Ohio officials said Tuesday that an oil and gas well near the site of two small earthquakes was undergoing hydraulic fracturing, or fracking, when the quakes occurred.
The State Department of Natural Resources ordered work halted at the well and six others in Poland Township, near the Pennsylvania border, on Monday after the two earthquakes earlier in the day. The quakes, of magnitude 2.6 and 3.0, caused no damage or injuries but were felt in nearby towns.
The department said it acted “out of an abundance of caution” to suspend the operation by Hilcorp Energy, a large independent oil and gas producer based in Houston. It is the only such operator in the area, which is about 15 miles southeast of Youngstown.
Mark Bruce, a spokesman for the department, said it was too early to determine whether drilling operations induced the earthquakes. “What we’re focusing on now is getting all the data from the company,” he said. “We’ll examine it first and decide next steps after that.”
But Mr. Bruce said one of the affected wells had been undergoing fracking to release oil and gas. In fracking, large amounts of water, sand and chemicals are pumped into a well to break up the rock — in this case, a formation known as the Utica shale — to free hydrocarbons.
Over the past decade, shale oil and gas production has been linked to earthquakes in Ohio, Arkansas, Oklahoma and other states, and in several countries. In most cases, however, the quakes were tied to disposal wells, in which wastewater from oil and gas production is injected under pressure into permeable rock formations. The water is thought to alter pressures underground and unclamp old faults, allowing them to slip.
There have been only a few instances — in British Columbia, England and south-central Oklahoma — in which the fracking itself was thought to have induced quakes large enough to be felt.
Mr. Bruce said there were no disposal wells in the area where the quakes occurred Monday.

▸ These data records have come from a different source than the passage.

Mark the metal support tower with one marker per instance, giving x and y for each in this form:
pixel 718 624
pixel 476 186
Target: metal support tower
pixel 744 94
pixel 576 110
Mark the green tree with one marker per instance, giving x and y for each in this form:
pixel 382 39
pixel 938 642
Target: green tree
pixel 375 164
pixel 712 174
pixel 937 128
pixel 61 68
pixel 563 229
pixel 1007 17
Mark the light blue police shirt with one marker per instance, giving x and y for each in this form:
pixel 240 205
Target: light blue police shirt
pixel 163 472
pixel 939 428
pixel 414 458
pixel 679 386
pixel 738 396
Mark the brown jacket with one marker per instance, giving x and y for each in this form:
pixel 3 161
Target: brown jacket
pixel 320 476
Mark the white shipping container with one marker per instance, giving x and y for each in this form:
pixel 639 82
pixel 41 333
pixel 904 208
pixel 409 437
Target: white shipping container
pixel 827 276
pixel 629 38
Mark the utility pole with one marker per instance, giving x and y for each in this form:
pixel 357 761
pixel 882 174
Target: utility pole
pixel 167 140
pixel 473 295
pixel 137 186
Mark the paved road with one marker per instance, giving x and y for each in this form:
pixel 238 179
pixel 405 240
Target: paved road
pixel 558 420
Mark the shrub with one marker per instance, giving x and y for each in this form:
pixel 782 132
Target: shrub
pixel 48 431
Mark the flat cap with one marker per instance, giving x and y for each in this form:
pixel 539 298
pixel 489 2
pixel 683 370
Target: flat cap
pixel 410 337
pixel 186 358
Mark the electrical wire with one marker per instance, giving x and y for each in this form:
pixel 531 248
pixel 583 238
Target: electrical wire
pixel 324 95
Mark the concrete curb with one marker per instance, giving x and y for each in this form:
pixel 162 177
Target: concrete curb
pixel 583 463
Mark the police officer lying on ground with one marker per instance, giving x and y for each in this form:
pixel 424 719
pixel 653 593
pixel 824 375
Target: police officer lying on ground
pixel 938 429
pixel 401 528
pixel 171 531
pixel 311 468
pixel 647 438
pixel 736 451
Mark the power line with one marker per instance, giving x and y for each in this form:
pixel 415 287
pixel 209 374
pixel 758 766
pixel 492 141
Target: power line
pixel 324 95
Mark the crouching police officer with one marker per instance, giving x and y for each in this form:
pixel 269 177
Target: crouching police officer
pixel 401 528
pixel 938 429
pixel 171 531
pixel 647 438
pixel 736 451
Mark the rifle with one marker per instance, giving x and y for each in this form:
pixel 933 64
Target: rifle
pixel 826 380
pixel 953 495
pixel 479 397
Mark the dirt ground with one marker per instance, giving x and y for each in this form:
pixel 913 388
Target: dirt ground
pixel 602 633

A disposal well in Youngstown was permanently shut in 2012 after it was linked to a series of quakes that began there three years ago, and no new disposal wells have been allowed within five miles of the site.
Hilcorp Energy said it was cooperating with the state investigation. “We are not aware of any evidence to connect our operations to these events,” the company said in a statement, pointing out that other wells had been drilled in the Utica shale in Ohio in recent years without a problem.
A spokesman for the company said drilling of the wells in Poland Township, at an old landfill, had begun in 2012. The wells were in various stages of completion, he said, and only one was producing oil and gas. They were drilled to a depth of about 1.5 miles and then extended horizontally for about a mile through the shale.
That depth is the same recorded for the first quake Monday by the United States Geological Survey, although depth measurements for earthquakes are often only approximate. The first quake, of magnitude 3.0, occurred around 2:30 a.m., followed by the 2.6-magnitude quake nine hours later. Preliminary analysis showed they were centered within several thousand feet of the wells. The smaller quake was estimated to have originated about three miles underground.
During the series of quakes in Youngstown in 2011 and 2012, state officials called in geoscientists to analyze the quake data and study the geology of the area.